The pre-history of events in these "hotbeds" is very much alike. The leadership of both Turkey and Yugoslavia have rudely trampled upon the rights of ethnic minorities - Kurds in the first case and Albanians in the second- exercising direct discrimination on ethnic grounds. Fundamental human rights were violated - the right of ethnic minorities to keep their culture, to use their native language, the right to free associations, the right to freedom of thinking, conscience and expressing their opinions. The National movements of Turkish Kurds, same as of Kosovo Albanians, in their turn, have gradually acquired the qualities of aggressive separatism. In both cases, military units of separatists have launched broad-scale guerrilla warfare. In the course of hostilities numerous crimes were committed both by the government and anti-government forces, with indigenous population being the main victim.
However, if the activities of the Turkish authorities towards the participants in the Kurdish movement are only feebly denounced by Western states, all means of international pressure, up to bombings, are used against the Yugoslavian leadership who also try to suppress by force the Kosovo independence movement. The NATO countries force the Yugoslavian government to negotiations with Albanian rebels ( terrorists or fighters for national independence - it depends on how you would like to call them), while the actions of Turkey ( a member of the NATO!), whose troops are exterminating insurgent teams outside their borders ,do not elicit any visible reaction.
It is not for the first time during the last few years that we face the "double standards" concerning separatist movements which has actually become a norm in international relations. The correlation between the two norms of international law - the principle of state sovereignty and the right of peoples to self-determination - is interpreted differently each time, depending on current requirements.
The policy of new Russia, alas, hasn’t become an exception. The self-announced formations in South Ossetia , Abkhazia, Pridnestrovye (?) have not been directly supported by Russian politicians but at least they have been for a long time accepted. Russian citizens and even officers of the Russian Army fairly frequently took part in military units of separatists. A clear high-principled attitude of the state to this problem was not expressed - double standards were considered an actual political instrument.

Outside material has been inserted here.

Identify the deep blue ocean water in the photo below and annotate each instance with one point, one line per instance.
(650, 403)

At the same time, in the course of the Chechnya war Russia rejected even the slightest possibility of the world community interference with her "internal affairs". It is worth mentioning that this approach was understood by the leading Western powers - massive violations of human rights and war crimes committed by Federal forces in Chechnya in the winter and spring of 1995 were not so clearly evaluated as the events in the Balkans.

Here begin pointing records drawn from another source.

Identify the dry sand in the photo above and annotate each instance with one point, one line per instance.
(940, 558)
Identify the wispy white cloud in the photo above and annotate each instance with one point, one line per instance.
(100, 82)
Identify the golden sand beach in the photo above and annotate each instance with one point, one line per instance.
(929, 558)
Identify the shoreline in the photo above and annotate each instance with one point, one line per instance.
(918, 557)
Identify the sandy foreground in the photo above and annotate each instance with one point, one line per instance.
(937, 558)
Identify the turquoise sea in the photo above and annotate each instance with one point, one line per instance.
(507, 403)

The present-day tragic developments in Yugoslavia were not only caused by the stubbornness of one or the other conflicting sides but also instigated by the actions of the Great Powers behind their back. Who is more guilty that the inter-ethnic conflict has grown into a full-scale war - Russia, implicitly backing one side, or the North-Atlantic Alliance openly supporting the other side, is now not so important.
Open use of double standards, like this, is fraught with dismal consequences for the future of mankind. Instead of trying to build the new world order based on the norms of LAW which is one for all, we witness the attempts to build the order based on FORCE and ARBITRARY RULE of a group of countries who have misappropriated the right to judge according to their will and in their own interests. There cannot be a greater blow to the idea of human rights as the underlying principle of the intra- and interstate structure.